In this paper, the problem of adversarial learning is studied for a wireless powered communication network (WPCN) in which a hybrid access point (HAP) seeks to learn the transmission power consumption profile of an associated wireless transmitter. The objective of the HAP is to use the learned estimate in order to determine the transmission power of the energy signal to be supplied to its associated device. However, such a learning scheme is subject to attacks by an adversary who tries to alter the HAP's learned estimate of the transmission power distribution in order to minimize the HAP's supplied energy.
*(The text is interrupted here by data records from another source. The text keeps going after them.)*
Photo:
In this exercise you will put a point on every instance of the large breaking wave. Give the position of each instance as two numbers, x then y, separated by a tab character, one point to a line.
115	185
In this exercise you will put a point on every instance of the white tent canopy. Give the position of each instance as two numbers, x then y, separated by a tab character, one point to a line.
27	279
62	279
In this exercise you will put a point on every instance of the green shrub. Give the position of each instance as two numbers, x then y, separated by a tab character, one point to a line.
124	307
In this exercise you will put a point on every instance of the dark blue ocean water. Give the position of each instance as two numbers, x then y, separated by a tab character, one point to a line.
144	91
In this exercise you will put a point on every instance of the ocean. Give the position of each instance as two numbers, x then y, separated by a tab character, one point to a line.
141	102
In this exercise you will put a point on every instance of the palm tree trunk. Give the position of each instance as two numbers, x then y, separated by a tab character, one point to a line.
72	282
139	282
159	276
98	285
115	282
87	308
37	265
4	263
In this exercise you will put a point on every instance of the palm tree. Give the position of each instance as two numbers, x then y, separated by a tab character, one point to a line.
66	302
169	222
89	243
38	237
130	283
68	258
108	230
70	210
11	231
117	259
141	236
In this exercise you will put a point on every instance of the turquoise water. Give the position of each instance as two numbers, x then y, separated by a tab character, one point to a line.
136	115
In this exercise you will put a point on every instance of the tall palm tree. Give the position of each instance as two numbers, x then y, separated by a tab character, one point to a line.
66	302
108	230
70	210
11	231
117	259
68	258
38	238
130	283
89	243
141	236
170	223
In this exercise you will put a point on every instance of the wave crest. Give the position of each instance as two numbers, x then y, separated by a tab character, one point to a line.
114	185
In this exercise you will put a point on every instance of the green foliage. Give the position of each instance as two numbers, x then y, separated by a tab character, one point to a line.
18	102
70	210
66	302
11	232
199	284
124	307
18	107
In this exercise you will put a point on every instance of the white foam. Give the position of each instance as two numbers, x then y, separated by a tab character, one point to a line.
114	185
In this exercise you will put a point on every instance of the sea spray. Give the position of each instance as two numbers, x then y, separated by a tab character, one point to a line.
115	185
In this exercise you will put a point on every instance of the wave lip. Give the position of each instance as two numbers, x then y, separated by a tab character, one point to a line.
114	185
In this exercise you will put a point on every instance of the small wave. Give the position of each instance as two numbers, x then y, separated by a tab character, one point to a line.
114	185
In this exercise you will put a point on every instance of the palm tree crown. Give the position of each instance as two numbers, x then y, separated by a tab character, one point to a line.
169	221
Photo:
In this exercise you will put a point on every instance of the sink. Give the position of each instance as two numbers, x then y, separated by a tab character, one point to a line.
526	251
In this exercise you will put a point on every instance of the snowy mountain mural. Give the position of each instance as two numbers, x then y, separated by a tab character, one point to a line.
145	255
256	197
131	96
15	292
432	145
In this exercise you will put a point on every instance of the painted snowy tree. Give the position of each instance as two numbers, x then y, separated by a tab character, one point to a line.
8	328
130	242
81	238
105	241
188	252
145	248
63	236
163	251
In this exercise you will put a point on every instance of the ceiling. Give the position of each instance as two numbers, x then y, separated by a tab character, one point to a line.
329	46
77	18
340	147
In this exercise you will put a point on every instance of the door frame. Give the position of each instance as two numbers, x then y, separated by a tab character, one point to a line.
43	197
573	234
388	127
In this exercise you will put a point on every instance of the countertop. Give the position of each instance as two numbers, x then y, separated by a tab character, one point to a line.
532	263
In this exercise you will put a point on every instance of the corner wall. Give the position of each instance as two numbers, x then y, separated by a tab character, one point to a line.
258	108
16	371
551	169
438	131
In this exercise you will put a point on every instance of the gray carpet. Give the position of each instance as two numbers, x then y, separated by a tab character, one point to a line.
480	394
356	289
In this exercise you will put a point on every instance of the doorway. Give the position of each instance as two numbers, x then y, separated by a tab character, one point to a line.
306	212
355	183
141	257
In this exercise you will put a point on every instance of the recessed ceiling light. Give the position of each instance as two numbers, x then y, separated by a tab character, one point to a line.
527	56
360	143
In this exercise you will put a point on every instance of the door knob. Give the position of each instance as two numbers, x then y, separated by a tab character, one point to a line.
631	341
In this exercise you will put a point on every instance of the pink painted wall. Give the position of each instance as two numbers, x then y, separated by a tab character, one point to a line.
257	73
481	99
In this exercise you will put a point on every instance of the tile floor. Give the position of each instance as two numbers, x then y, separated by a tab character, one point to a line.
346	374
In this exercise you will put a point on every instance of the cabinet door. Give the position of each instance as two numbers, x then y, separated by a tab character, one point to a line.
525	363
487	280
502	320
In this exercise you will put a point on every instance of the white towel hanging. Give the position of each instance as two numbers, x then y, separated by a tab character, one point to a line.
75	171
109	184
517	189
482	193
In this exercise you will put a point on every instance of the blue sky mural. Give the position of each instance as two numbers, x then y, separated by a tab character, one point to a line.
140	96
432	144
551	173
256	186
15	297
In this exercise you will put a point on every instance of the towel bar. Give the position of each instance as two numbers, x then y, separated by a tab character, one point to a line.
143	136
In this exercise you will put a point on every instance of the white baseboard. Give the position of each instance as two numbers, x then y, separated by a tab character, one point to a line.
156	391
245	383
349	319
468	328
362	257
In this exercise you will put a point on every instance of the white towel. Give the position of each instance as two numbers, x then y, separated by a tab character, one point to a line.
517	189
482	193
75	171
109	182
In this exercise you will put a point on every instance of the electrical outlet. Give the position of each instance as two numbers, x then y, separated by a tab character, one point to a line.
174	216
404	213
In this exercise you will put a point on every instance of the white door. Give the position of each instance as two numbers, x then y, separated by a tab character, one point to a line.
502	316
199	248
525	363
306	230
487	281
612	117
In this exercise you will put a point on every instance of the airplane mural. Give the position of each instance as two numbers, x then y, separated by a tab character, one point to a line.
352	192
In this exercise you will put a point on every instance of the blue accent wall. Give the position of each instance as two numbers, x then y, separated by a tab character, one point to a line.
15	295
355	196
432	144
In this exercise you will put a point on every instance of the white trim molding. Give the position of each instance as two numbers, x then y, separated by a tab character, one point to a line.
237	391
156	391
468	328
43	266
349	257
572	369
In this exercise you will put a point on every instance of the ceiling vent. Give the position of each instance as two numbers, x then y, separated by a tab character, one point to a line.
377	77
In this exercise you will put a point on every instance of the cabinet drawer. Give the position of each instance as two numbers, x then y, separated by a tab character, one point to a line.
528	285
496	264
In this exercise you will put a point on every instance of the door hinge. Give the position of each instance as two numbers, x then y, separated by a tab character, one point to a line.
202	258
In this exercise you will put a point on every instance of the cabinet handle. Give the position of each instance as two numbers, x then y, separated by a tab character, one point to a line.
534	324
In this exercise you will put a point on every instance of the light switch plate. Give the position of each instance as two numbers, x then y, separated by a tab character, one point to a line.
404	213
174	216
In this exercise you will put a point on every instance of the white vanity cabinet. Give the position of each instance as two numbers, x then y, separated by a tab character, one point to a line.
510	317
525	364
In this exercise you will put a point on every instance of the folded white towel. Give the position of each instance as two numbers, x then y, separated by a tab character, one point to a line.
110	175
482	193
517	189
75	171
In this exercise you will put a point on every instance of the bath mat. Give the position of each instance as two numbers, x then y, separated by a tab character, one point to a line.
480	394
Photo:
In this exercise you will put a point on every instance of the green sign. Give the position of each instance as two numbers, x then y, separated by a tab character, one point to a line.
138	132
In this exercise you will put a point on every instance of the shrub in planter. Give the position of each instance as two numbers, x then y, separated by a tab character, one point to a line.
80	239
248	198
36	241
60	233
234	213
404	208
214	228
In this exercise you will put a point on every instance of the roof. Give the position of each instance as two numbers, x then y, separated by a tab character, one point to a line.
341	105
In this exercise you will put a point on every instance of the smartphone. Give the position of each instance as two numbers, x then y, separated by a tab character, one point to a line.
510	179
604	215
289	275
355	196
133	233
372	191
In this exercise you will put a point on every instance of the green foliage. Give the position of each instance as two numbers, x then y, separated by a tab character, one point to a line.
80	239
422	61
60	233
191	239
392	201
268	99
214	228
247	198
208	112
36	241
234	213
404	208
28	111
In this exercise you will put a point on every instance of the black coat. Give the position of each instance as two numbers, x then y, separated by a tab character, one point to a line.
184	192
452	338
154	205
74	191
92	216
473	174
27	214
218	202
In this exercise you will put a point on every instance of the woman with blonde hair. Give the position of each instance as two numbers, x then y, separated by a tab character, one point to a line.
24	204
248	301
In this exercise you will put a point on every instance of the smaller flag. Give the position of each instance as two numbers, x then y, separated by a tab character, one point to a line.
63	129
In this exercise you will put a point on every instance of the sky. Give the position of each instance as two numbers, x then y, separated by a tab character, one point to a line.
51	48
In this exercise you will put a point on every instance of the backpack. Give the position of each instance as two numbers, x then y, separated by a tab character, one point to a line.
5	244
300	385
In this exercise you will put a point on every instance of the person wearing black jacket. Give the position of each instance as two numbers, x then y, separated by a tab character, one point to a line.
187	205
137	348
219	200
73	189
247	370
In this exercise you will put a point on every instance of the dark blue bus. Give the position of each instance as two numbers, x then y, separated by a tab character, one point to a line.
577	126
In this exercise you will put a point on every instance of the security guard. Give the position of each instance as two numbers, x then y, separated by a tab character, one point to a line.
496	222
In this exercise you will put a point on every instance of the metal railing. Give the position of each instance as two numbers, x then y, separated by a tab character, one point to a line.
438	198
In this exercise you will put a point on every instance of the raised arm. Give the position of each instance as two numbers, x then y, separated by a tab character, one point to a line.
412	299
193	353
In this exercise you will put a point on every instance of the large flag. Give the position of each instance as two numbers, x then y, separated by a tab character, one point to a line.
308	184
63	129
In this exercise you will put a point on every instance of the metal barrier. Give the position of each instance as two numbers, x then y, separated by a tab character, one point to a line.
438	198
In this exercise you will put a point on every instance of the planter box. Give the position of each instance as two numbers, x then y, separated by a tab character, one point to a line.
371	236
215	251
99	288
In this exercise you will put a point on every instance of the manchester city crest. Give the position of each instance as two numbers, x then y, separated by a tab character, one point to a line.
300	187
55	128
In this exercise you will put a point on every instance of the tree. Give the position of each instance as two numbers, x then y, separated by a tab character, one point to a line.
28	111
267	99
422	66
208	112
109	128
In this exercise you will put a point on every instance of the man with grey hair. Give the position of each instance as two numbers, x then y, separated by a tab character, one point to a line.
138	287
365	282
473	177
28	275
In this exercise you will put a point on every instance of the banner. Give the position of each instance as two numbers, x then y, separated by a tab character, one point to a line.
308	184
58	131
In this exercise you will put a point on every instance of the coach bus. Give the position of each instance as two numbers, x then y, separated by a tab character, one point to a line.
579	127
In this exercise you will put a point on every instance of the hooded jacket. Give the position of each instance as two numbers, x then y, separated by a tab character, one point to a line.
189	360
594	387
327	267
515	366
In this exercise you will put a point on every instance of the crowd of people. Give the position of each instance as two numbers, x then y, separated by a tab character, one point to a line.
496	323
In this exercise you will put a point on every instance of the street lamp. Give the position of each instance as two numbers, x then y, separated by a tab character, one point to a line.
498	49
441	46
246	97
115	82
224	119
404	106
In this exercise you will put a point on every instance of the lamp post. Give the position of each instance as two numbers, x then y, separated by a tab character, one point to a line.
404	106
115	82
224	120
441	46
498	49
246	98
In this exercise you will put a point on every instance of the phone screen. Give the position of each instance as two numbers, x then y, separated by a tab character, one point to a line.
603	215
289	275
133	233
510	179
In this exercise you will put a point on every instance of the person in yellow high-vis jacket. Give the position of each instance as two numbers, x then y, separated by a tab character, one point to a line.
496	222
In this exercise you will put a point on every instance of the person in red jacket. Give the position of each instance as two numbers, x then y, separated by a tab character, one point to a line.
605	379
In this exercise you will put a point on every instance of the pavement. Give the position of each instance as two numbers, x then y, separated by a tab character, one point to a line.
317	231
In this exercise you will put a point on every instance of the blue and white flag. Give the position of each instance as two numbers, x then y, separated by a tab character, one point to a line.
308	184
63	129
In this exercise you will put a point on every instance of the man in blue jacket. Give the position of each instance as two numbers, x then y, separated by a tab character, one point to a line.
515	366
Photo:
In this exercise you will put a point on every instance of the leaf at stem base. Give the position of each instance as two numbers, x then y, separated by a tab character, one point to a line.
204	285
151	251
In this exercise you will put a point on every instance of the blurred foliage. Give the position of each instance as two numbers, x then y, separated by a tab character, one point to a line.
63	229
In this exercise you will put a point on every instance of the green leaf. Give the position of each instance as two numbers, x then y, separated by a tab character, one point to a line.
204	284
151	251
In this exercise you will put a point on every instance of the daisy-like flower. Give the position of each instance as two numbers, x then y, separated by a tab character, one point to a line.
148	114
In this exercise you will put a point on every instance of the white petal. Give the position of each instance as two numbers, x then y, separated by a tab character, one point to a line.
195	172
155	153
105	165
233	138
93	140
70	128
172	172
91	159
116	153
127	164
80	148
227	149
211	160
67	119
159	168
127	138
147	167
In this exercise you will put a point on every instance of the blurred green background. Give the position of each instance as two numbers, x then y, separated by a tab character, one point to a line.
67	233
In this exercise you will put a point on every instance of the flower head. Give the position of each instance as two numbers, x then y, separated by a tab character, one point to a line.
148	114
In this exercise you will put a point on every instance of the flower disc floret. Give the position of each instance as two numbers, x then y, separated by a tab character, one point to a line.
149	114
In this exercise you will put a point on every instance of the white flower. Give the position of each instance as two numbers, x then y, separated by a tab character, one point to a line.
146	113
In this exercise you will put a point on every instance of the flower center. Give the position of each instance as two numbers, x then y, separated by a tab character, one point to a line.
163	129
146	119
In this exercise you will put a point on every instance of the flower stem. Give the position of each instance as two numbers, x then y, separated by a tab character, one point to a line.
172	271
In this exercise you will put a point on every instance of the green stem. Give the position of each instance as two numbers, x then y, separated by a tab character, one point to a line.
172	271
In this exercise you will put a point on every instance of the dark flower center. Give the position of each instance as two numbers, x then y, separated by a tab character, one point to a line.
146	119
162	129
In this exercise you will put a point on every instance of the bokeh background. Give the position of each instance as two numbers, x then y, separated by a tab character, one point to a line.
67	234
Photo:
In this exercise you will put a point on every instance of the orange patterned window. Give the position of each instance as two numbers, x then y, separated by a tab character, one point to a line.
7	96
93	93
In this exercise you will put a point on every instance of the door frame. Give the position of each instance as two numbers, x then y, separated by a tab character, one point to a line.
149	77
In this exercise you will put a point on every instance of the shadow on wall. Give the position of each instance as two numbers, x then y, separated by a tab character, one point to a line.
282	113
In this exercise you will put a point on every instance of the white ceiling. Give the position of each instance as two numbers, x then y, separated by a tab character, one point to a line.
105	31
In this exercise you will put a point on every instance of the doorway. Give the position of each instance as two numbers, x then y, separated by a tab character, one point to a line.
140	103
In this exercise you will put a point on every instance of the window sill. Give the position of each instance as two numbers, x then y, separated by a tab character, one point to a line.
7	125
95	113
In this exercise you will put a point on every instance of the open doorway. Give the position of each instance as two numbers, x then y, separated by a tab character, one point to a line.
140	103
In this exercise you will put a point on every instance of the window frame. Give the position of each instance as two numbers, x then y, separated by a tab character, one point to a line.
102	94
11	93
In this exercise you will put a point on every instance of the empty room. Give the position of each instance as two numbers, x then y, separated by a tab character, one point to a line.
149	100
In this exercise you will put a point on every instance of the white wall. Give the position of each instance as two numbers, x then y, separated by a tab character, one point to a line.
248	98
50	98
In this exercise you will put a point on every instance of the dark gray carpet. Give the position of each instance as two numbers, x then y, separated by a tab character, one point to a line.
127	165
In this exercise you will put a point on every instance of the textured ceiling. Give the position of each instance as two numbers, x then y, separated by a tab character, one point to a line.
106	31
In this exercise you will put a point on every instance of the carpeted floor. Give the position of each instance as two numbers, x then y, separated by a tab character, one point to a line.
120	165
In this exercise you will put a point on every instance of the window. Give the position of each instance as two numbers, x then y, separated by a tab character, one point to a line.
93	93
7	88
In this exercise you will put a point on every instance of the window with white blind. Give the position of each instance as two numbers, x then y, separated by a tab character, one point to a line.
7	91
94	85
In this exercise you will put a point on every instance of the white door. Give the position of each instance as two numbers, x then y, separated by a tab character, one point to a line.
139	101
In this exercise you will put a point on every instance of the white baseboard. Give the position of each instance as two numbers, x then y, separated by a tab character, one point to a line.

To build a robust estimate against such attacks, an unsupervised Bayesian learning method is proposed allowing the HAP to perform its estimation based only on the advertised transmisson power computed in each time slot. The proposed robust learning method relies on the assumption that the device's true transmission power is greater than or equal to advertised value. Then, based on the robust estimate, the problem of power selection of the energy signal by the HAP is formulated. The HAP optimal power selection problem is shown to be a discrete convex optimization problem, and a closed-form solution of the HAP's optimal transmission power is obtained. The results show that the proposed robust Bayesian learning scheme yields significant performance gains, by reducing the percentage of dropped transmitter's packets of about 85% compared to a conventional Bayesian learning approach. The results also show that these performance gains are achieved without jeopardizing the energy consumption of the HAP.